お酒には気をつけよう

「全然OK。何なら泊まって行ってくれてもいいわよ」

「本当ですか? ありがとうございます、お母さん」


 いや、母さん。あっさり許可しすぎじゃないですか? そりゃまさか拒否するとは僕も思ってなかったけど、泊まってもいいって。そこまでは別にしなくてもいいと思います。それと先輩、何さりげなくお母さんって呼んでるんですか。


「でも嬉しいわ。拓海ったら全く女っ気がなかったから心配してたんだけど、高校に入学するなりこんな素敵な彼女を作ってたなんて。全く隅に置けないわ」


 母さんが笑う。そりゃ確かに中学時代はゲーセン通いに夢中になってたし、女っ気もなかったけどさあ。
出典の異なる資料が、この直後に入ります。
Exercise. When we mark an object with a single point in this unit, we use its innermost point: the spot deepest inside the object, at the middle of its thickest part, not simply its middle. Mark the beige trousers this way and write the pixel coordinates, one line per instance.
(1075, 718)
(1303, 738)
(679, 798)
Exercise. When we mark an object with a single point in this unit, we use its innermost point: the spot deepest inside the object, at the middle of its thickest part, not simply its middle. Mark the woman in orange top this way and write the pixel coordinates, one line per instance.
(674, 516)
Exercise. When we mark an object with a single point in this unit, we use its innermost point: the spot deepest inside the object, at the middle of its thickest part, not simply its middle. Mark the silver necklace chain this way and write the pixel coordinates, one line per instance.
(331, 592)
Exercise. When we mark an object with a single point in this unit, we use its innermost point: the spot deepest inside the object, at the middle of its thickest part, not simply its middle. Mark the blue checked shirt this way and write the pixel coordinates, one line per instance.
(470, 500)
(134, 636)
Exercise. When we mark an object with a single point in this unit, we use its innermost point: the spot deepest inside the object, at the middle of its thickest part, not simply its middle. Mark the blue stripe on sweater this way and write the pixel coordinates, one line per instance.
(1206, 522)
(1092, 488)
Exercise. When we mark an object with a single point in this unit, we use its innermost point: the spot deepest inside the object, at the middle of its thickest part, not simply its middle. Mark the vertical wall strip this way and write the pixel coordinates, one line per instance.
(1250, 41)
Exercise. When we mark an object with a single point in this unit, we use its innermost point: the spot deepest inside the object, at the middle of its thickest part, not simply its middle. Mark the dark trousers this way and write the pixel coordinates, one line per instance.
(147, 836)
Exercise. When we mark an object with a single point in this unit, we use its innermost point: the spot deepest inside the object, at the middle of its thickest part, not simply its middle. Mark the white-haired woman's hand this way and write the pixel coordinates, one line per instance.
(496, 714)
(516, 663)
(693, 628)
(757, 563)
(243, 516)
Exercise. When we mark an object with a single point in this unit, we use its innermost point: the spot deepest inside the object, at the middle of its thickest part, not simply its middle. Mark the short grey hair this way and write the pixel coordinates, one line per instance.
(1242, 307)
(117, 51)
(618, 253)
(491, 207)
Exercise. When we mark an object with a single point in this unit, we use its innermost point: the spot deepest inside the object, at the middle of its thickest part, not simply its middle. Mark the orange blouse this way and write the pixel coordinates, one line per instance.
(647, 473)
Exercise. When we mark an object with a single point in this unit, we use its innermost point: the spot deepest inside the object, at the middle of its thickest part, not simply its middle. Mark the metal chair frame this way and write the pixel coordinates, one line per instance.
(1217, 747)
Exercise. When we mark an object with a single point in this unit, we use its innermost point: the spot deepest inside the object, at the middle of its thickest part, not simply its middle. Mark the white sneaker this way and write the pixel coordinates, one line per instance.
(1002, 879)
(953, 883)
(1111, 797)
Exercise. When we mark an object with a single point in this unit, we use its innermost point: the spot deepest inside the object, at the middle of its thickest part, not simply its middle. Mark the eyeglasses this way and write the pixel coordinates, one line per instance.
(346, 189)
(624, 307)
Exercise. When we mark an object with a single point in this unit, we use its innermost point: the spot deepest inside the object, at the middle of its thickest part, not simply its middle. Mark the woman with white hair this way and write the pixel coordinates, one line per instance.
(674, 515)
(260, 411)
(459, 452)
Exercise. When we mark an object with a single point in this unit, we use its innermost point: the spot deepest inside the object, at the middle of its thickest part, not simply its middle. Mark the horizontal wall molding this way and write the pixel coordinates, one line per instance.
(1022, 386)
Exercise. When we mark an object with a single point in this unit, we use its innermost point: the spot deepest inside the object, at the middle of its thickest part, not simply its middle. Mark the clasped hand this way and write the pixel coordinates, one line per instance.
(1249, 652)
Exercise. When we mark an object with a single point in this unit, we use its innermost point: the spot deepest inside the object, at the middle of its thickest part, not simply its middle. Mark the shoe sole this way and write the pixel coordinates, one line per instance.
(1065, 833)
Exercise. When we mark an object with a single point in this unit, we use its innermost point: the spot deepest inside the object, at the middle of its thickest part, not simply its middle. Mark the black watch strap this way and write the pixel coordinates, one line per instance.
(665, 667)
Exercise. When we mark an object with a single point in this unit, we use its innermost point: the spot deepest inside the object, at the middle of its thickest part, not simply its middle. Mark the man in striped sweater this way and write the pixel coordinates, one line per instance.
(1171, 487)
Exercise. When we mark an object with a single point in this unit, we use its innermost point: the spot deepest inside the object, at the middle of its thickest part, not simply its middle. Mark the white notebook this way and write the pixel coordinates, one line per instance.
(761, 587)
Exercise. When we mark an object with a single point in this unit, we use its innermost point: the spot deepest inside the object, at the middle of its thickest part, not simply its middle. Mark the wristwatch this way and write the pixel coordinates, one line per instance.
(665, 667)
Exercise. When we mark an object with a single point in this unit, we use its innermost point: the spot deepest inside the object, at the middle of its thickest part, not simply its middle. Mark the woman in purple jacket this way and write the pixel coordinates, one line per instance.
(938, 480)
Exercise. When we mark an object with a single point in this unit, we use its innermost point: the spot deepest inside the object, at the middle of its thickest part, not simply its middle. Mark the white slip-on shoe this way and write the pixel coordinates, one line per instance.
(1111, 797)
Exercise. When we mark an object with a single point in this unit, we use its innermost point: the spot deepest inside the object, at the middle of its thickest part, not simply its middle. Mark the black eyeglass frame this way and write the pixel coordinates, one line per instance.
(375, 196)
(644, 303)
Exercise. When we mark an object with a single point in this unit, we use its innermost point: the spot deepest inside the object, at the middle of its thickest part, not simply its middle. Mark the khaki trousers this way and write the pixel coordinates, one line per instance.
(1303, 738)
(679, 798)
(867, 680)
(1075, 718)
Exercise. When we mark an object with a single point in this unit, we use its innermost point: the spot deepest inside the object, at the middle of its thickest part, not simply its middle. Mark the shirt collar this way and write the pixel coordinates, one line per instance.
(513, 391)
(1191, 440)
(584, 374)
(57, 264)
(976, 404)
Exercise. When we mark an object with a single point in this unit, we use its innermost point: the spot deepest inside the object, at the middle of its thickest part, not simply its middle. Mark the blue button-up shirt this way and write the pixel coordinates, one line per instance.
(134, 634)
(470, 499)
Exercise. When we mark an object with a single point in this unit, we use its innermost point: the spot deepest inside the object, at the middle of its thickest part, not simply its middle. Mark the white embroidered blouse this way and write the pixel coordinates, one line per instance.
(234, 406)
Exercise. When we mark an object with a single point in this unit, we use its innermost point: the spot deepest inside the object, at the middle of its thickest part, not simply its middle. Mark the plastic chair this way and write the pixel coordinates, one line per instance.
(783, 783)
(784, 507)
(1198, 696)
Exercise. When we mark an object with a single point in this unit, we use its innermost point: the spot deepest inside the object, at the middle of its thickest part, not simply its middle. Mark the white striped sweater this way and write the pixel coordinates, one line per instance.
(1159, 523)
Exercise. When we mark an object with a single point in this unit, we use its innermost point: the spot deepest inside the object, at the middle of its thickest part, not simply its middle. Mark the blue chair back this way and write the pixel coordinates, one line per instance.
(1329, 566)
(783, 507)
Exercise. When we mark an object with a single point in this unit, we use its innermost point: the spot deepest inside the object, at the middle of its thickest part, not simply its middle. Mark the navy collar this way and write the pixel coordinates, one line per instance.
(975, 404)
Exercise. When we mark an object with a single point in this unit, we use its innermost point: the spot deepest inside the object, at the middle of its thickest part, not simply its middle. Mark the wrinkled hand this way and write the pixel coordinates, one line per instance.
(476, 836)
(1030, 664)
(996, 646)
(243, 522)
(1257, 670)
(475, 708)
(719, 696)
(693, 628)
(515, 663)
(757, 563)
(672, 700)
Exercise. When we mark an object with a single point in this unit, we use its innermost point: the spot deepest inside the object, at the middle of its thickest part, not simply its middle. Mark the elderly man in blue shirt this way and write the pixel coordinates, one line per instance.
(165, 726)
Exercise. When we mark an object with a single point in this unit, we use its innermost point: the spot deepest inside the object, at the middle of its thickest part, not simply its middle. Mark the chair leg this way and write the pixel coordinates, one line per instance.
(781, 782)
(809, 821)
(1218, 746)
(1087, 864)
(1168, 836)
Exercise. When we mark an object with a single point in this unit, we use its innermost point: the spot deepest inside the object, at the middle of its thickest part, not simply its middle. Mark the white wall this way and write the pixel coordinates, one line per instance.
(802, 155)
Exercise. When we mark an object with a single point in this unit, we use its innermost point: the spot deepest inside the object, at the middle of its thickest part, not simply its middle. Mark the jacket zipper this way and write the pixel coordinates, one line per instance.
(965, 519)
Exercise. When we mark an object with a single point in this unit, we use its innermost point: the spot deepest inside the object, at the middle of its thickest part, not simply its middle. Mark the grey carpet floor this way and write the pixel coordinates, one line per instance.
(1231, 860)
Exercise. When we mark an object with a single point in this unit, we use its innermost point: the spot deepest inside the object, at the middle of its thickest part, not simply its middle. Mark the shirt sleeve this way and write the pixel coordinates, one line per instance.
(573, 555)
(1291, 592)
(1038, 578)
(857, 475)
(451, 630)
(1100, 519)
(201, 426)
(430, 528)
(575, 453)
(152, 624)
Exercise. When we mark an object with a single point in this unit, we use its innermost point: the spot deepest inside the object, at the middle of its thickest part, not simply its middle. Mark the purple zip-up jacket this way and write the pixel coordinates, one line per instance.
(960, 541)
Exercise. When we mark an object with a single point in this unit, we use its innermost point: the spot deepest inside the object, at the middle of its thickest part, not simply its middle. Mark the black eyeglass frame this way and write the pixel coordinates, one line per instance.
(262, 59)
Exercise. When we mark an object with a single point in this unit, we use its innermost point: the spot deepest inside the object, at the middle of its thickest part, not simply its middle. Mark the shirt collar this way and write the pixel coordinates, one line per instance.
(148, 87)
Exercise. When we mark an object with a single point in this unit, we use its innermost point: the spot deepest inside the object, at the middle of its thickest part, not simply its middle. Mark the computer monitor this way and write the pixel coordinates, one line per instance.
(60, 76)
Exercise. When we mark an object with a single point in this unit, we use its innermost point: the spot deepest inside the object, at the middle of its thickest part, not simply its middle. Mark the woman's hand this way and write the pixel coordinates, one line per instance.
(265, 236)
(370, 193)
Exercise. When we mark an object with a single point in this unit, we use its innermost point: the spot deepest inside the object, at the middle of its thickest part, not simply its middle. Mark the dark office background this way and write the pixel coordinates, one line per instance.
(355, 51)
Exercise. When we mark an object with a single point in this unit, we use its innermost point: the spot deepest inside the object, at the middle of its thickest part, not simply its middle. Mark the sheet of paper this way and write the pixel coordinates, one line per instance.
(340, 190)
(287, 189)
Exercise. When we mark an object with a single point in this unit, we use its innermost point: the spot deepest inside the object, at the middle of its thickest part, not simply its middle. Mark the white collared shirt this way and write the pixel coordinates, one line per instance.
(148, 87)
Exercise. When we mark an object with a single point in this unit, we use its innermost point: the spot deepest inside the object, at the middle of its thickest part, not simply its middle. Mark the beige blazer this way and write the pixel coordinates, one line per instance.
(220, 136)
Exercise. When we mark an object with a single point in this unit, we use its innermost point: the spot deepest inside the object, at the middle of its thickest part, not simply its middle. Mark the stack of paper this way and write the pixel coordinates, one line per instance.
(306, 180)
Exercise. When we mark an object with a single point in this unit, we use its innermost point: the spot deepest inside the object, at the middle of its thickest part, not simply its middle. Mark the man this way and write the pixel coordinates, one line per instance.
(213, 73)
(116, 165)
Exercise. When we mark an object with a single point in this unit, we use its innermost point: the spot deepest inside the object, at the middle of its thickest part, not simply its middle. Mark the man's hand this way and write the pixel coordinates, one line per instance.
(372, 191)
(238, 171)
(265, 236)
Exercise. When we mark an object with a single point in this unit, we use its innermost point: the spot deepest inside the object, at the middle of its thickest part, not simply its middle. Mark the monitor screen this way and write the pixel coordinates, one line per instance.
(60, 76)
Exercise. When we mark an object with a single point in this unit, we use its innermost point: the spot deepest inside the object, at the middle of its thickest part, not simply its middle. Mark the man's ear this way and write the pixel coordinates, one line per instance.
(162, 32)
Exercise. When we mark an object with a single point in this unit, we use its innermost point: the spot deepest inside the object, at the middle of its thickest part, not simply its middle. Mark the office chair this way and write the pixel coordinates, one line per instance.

「しかも、可愛くて愛想良くて家庭的でしょ? よくこんな理想の彼女見つけてきたなって、我が子ながら感心しちゃうわ。文乃ちゃん娘にしたいくらい」

「わ〜、ありがとうございます。彼氏のお母さんがいい人でよかった〜」

「いや、母さん。まだ付き合ってないから! それと先輩も否定してください!」


 いくらなんでも、彼女扱いはやめて! まだただの先輩後輩の関係だから! それと先輩も調子に乗らないで否定してくださいよ!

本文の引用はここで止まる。